Currently, Southwestern’s completion operations during the fracture stimulation phase are predominately consecutive operations using “zipper” style techniques (i.e. hydraulic fracturing alternating between two wells, with one well being stimulated while operators on the other well are perforating or setting plugs).

These frac operations are conducted 24 hours a day, seven days a week, Bergeron said.

The company has followed a “vertical integration strategy” to maximize efficiency that has involved:

Using fit-for-purpose rigs;

Gathering its gas production (plus third-party production); and

Establishing its own water resources team that sources

water for fracture stimulation operations.

With water management a primary concern in shale development, Southwestern has constructed 167 ponds that are the property of the landowners and collectively hold 67 MMbbl of water.

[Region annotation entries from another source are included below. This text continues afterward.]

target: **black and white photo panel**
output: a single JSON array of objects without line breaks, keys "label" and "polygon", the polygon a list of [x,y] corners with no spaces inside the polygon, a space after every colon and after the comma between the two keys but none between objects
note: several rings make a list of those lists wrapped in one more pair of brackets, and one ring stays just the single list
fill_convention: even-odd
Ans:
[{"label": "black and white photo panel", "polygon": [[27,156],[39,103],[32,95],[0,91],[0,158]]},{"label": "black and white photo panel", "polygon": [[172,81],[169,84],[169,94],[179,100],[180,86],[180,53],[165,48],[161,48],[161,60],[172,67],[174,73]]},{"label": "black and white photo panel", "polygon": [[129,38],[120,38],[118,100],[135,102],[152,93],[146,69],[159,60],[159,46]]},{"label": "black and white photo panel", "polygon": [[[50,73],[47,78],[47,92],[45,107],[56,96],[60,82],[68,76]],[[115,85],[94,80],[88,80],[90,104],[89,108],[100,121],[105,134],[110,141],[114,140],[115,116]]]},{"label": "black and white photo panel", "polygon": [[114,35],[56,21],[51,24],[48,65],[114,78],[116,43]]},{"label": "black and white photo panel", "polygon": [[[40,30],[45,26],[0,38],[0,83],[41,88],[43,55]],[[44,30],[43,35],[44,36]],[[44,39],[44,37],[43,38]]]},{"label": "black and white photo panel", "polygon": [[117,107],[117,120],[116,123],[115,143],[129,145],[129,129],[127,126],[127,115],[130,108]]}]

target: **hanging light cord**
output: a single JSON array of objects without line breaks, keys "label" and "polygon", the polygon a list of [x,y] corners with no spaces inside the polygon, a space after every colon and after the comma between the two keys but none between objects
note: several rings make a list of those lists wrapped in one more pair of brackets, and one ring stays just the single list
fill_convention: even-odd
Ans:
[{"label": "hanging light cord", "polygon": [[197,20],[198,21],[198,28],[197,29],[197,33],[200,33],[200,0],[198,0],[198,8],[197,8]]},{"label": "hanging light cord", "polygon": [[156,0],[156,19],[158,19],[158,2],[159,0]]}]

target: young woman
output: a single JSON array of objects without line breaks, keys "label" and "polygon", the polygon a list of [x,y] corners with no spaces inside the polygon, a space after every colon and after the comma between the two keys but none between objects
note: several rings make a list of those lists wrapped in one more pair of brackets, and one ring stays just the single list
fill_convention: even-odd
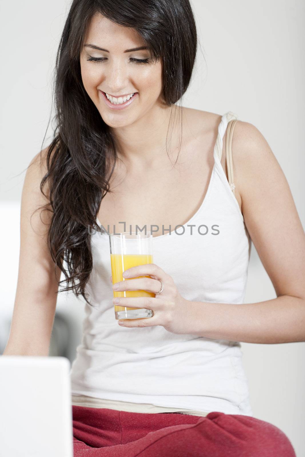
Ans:
[{"label": "young woman", "polygon": [[[256,127],[176,104],[196,47],[188,0],[75,0],[64,26],[54,139],[24,183],[5,353],[48,355],[64,272],[64,290],[86,300],[71,373],[76,457],[295,456],[253,417],[240,342],[305,339],[304,233]],[[117,290],[155,296],[120,304],[154,315],[120,322],[101,226],[137,225],[153,227],[155,263]],[[277,298],[244,304],[251,241]]]}]

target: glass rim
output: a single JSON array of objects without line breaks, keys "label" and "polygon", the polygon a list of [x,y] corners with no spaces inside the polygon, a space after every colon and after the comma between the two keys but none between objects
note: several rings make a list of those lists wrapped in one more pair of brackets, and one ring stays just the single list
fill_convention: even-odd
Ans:
[{"label": "glass rim", "polygon": [[121,236],[122,235],[135,235],[136,236],[138,236],[139,235],[144,235],[144,236],[147,236],[148,235],[150,236],[151,235],[151,232],[150,230],[147,230],[146,233],[145,233],[143,232],[122,232],[120,233],[111,233],[109,236]]}]

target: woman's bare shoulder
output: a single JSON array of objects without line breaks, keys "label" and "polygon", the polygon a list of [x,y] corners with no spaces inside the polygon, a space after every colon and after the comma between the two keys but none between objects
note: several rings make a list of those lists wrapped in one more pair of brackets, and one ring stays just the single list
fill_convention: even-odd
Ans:
[{"label": "woman's bare shoulder", "polygon": [[216,132],[221,120],[222,114],[196,110],[193,108],[183,107],[183,117],[188,127],[194,132],[209,133],[211,129]]}]

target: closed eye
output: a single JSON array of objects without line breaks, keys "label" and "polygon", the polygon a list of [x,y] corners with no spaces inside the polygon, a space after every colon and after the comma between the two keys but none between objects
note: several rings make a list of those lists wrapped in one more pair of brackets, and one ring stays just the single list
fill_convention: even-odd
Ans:
[{"label": "closed eye", "polygon": [[[104,62],[104,60],[107,60],[107,57],[92,57],[92,56],[90,56],[89,58],[87,60],[89,62]],[[131,62],[134,62],[135,64],[148,64],[149,62],[149,58],[134,58],[134,57],[131,57],[130,58]]]}]

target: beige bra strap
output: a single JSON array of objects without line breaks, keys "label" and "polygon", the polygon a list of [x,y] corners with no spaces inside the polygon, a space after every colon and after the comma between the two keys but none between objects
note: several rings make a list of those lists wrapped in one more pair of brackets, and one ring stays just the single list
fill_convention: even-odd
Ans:
[{"label": "beige bra strap", "polygon": [[225,155],[228,168],[228,178],[230,187],[235,196],[235,184],[233,177],[233,159],[232,158],[232,139],[236,123],[238,119],[233,119],[228,123],[227,135],[225,138]]}]

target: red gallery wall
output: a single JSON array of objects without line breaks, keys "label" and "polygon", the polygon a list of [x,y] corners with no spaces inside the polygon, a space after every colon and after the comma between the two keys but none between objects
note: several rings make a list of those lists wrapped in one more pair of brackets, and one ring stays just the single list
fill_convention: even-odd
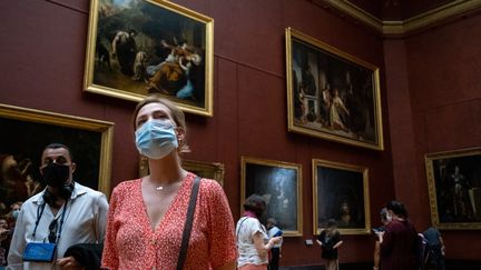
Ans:
[{"label": "red gallery wall", "polygon": [[[385,41],[396,196],[418,230],[430,226],[424,154],[481,146],[481,16]],[[446,258],[477,260],[479,230],[444,230]]]},{"label": "red gallery wall", "polygon": [[[304,237],[285,239],[282,264],[320,264],[320,248],[304,243],[305,239],[313,238],[311,161],[317,158],[369,168],[371,222],[374,226],[379,224],[379,209],[394,197],[396,187],[393,180],[387,122],[390,110],[384,82],[383,39],[311,1],[174,2],[215,20],[214,117],[187,116],[193,152],[186,158],[225,163],[224,188],[234,218],[237,219],[240,214],[242,156],[301,163]],[[82,92],[89,3],[88,0],[0,1],[0,103],[115,122],[114,154],[110,163],[111,187],[115,187],[122,180],[138,176],[138,154],[134,147],[130,126],[130,113],[135,104]],[[297,29],[381,68],[384,151],[287,132],[284,48],[286,27]],[[454,34],[455,31],[452,32]],[[438,36],[441,36],[438,37],[441,40],[442,34]],[[429,52],[428,41],[429,37],[421,36],[410,39],[408,47],[421,43]],[[408,63],[423,61],[422,53],[408,50],[405,54]],[[435,59],[436,56],[432,56],[432,60]],[[415,76],[415,68],[422,67],[412,67],[411,70],[409,66],[410,80],[415,79],[411,78]],[[451,68],[454,70],[454,67]],[[418,83],[413,89],[426,93],[413,98],[414,116],[435,108],[435,104],[426,108],[426,103],[422,101],[431,100],[430,97],[438,92],[435,88],[426,88],[423,82]],[[443,86],[442,81],[436,83]],[[474,87],[474,81],[472,86]],[[474,91],[473,89],[471,93]],[[458,101],[464,100],[473,108],[478,106],[479,112],[479,99],[475,100],[472,96],[469,99],[469,93],[465,94],[458,97]],[[454,102],[451,97],[445,98]],[[464,107],[461,103],[455,104],[459,108]],[[450,107],[443,108],[448,117]],[[435,122],[430,127],[434,128]],[[425,132],[432,132],[430,127]],[[436,144],[430,144],[428,149],[428,144],[418,136],[419,130],[414,131],[414,144],[422,149],[415,152],[416,158],[420,158],[418,156],[424,149],[441,148],[439,141]],[[435,142],[430,140],[430,143]],[[454,143],[452,147],[458,147],[455,139],[451,139],[451,142]],[[421,166],[418,167],[421,171]],[[424,181],[422,173],[418,174],[416,180]],[[415,211],[413,213],[416,214]],[[345,244],[340,254],[341,262],[372,260],[373,242],[370,236],[345,236],[344,240]],[[463,252],[459,253],[461,256]]]}]

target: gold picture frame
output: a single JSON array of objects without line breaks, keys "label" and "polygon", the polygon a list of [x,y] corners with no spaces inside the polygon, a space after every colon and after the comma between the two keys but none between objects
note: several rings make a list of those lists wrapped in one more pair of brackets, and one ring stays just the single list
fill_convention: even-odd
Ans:
[{"label": "gold picture frame", "polygon": [[284,237],[303,236],[302,164],[242,157],[240,212],[253,193],[264,197],[266,217],[275,218]]},{"label": "gold picture frame", "polygon": [[369,169],[322,159],[312,160],[314,234],[328,219],[343,234],[371,233]]},{"label": "gold picture frame", "polygon": [[[183,160],[181,167],[202,178],[216,180],[224,186],[225,166],[219,162],[204,162],[196,160]],[[139,176],[145,177],[149,173],[148,159],[144,156],[139,160]]]},{"label": "gold picture frame", "polygon": [[481,229],[481,148],[426,153],[431,219],[438,229]]},{"label": "gold picture frame", "polygon": [[379,68],[285,30],[288,131],[384,150]]},{"label": "gold picture frame", "polygon": [[[27,188],[27,197],[40,190],[42,181],[38,168],[41,153],[45,147],[53,142],[63,143],[70,149],[77,164],[75,181],[107,196],[110,193],[112,122],[0,104],[0,156],[14,160],[13,164],[19,167],[22,174],[16,181],[36,187]],[[9,193],[4,181],[0,186],[1,192]],[[24,194],[23,191],[19,193]],[[19,201],[26,199],[11,192],[10,196],[17,197],[11,199]],[[1,197],[3,201],[6,194]]]},{"label": "gold picture frame", "polygon": [[84,90],[131,101],[157,93],[213,116],[214,20],[164,0],[91,0]]}]

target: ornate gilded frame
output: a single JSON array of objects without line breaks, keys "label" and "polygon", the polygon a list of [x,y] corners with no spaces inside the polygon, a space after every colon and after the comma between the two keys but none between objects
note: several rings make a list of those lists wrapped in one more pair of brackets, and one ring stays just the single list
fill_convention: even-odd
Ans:
[{"label": "ornate gilded frame", "polygon": [[312,174],[314,234],[328,219],[337,221],[343,234],[371,233],[369,169],[313,159]]},{"label": "ornate gilded frame", "polygon": [[[132,30],[135,41],[130,44],[135,46],[115,57],[112,46],[126,40],[125,32]],[[131,101],[155,92],[186,112],[212,117],[213,51],[214,19],[209,17],[163,0],[91,0],[84,90]],[[200,56],[200,63],[186,60],[193,53]],[[168,54],[173,54],[170,60]],[[160,63],[167,62],[174,68],[157,72]],[[192,64],[186,73],[187,62]],[[149,68],[155,66],[157,70]],[[179,96],[186,88],[192,96]]]},{"label": "ornate gilded frame", "polygon": [[275,218],[284,237],[302,236],[302,164],[242,157],[240,167],[240,212],[244,200],[257,193],[267,202],[263,219]]},{"label": "ornate gilded frame", "polygon": [[297,30],[285,36],[288,131],[383,150],[379,68]]},{"label": "ornate gilded frame", "polygon": [[481,229],[481,148],[428,153],[424,161],[433,226]]}]

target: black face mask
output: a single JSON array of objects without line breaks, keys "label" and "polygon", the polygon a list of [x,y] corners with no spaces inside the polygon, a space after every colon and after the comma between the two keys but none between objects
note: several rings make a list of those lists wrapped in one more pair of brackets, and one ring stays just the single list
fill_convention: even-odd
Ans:
[{"label": "black face mask", "polygon": [[47,186],[60,188],[70,177],[70,166],[49,163],[41,169]]}]

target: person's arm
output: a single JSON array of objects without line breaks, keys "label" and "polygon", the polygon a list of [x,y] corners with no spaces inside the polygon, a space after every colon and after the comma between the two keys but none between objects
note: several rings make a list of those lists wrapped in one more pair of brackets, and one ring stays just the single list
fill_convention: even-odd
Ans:
[{"label": "person's arm", "polygon": [[379,241],[375,241],[374,243],[374,267],[373,270],[377,270],[379,269],[379,262],[380,262],[380,249],[381,249],[381,243]]},{"label": "person's arm", "polygon": [[253,236],[254,240],[254,247],[257,250],[257,253],[259,257],[267,258],[267,251],[269,251],[274,244],[281,242],[282,237],[273,237],[268,240],[267,243],[264,243],[263,233],[261,231],[257,231]]},{"label": "person's arm", "polygon": [[104,243],[106,237],[108,207],[107,197],[104,193],[97,197],[94,229],[98,243]]},{"label": "person's arm", "polygon": [[235,270],[235,269],[237,269],[237,263],[235,260],[225,266],[214,268],[214,270]]},{"label": "person's arm", "polygon": [[116,238],[118,227],[115,226],[115,217],[118,201],[118,190],[114,189],[110,197],[110,206],[107,213],[106,237],[104,241],[104,251],[101,258],[101,267],[106,269],[118,269],[119,258],[117,253]]},{"label": "person's arm", "polygon": [[12,240],[10,242],[10,250],[7,257],[7,269],[23,269],[23,259],[22,254],[26,248],[24,242],[24,210],[23,208],[20,210],[19,217],[16,221],[16,227],[13,230]]}]

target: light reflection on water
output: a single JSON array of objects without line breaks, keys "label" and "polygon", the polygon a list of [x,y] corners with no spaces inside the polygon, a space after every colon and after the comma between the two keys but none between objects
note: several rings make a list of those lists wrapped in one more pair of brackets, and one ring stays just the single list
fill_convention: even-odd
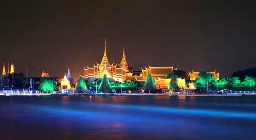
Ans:
[{"label": "light reflection on water", "polygon": [[256,136],[254,97],[2,97],[0,102],[0,139]]}]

It also has entered contracts for the use of 250 ponds previously constructed by private landowners that can hold 38 MMbbl. Additionally, the team manages 350 permits for creek and stream withdrawals, allowing for an annual usage of 40 MMbbl.

As part of its vertical integration, Southwestern has formed an internal sand company complete with a company-owned sand mine, which opened in November 2009, that produces the majority of its proppant.

In September 2009, Southwestern also established a Logistics Operations Center (LOC) to manage the movement of approximately 5,000 tractor trailer loads of water, drilling fluids, and proppant per week in the field, 24 hour a day, seven days per week. The LOC also helps to reduce road traffic, which can result in safer roads and more efficient transportation, Bergeron said.

Similarly, the company opened a technical center in October 2010 that collects samples and performs lab analysis on water, drilling fluids, sand, and other earth materials, in addition to natural gas. By performing many of its own services in the play, Bergeron said the company estimates it is saving approximately $230,000 per well.

Efficiency gains

“While the company has been a leading example of how the gains in knowledge and technology in the Fayetteville have bolstered its production and reserves, the amount of work that is still yet to be done, and resulting gains in efficiency, are often overlooked,” Bergeron said.

He noted that unlike many areas where costs are increasing, Southwestern’s cost to drill and complete wells in the Fayetteville have been flat to declining over the past three years. Another example Bergeron cited is the time to drill Southwestern’s Fayetteville wells, where the time from reentry-to-reentry has dropped from an average of 11 days in 2010 to an average of 8 days in 2011.

Citing more than 10,000 gross wells yet to be drilled by the company, Bergeron said there is much more to be learned and talked about regarding what it takes to effectively develop the Fayetteville shale.

“Despite these milestones, the company is not satisfied,” he said, noting that Southwestern will continue to strive to find ways to learn more about how to make this very tight rock more productive for less cost.

Firmly rooted in the Arkansas Fayetteville for many decades, “Southwestern is committed to timely drilling its large inventory of wells while remaining the lowest-cost producer in the play,” Bergeron said.